Retrain your model using 1cycle scheduling and see if it improves training speed and model accuracy.

In [91]:
K = keras.backend

class OneCycleScheduler(keras.callbacks.Callback):
    def __init__(self, iterations, max_rate, start_rate=None,
                 last_iterations=None, last_rate=None):
        self.iterations = iterations
        self.max_rate = max_rate
        self.start_rate = start_rate or max_rate / 10
        self.last_iterations = last_iterations or iterations // 10 + 1
        self.half_iteration = (iterations - self.last_iterations) // 2
        self.last_rate = last_rate or self.start_rate / 1000
        self.iteration = 0
    def _interpolate(self, iter1, iter2, rate1, rate2):
        return ((rate2 - rate1) * (self.iteration - iter1) / (iter2 - iter1) + rate1)
    def on_batch_begin(self, batch, logs):
        if self.iteration < self.half_iteration:
            rate = self._interpolate(0, self.half_iteration, self.start_rate, self.max_rate)
        elif self.iteration < 2 * self.half_iteration:
            rate = self._interpolate(self.half_iteration, 2 * self.half_iteration,  self.max_rate, self.start_rate)
        else:
            rate = self._interpolate(2 * self.half_iteration, self.iterations, self.start_rate, self.last_rate)
        self.iteration += 1
        K.set_value(self.model.optimizer.learning_rate, rate)

In [92]:
tf.random.set_seed(42)
np.random.seed(42)

model = keras.models.Sequential()
model.add(keras.layers.Flatten(input_shape=[32, 32, 3]))
for hidden_layer in range(20):
    model.add(keras.layers.Dense(100,
                                 kernel_initializer="lecun_normal",
                                 activation="selu"))

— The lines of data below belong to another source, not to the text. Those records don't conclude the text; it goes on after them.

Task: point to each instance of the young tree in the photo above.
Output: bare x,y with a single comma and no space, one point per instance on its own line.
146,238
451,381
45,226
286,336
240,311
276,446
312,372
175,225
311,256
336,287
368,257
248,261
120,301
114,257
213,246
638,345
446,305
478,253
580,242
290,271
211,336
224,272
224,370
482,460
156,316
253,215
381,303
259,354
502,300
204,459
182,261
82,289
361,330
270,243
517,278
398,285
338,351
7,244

model.add(keras.layers.AlphaDropout(rate=0.1))
model.add(keras.layers.Dense(10, activation="softmax"))

optimizer = keras.optimizers.SGD(learning_rate=1e-2) # change learning rate
model.compile(loss=keras.losses.SparseCategoricalCrossentropy(),
              optimizer=optimizer,
              metrics=["accuracy"])

In [93]:
import math

batch_size = 128
n_epochs = 15
onecycle = OneCycleScheduler(math.ceil(len(X_train_scaled) / batch_size) * n_epochs, max_rate=0.05)
history = model.fit(X_train_scaled, y_train, epochs=n_epochs, batch_size=batch_size,
                    validation_data=(X_valid_scaled, y_valid),
                    callbacks=[onecycle])

Epoch 15/15


One cycle allowed us to train the model in just 15 epochs, each taking only 2 seconds (thanks to the larger batch size). This is several times faster than the fastest model we trained so far. 

Moreover, we improved the model's performance (from 47% to 52%). The batch normalized model reaches a slightly better performance (53%), but it's much slower to train.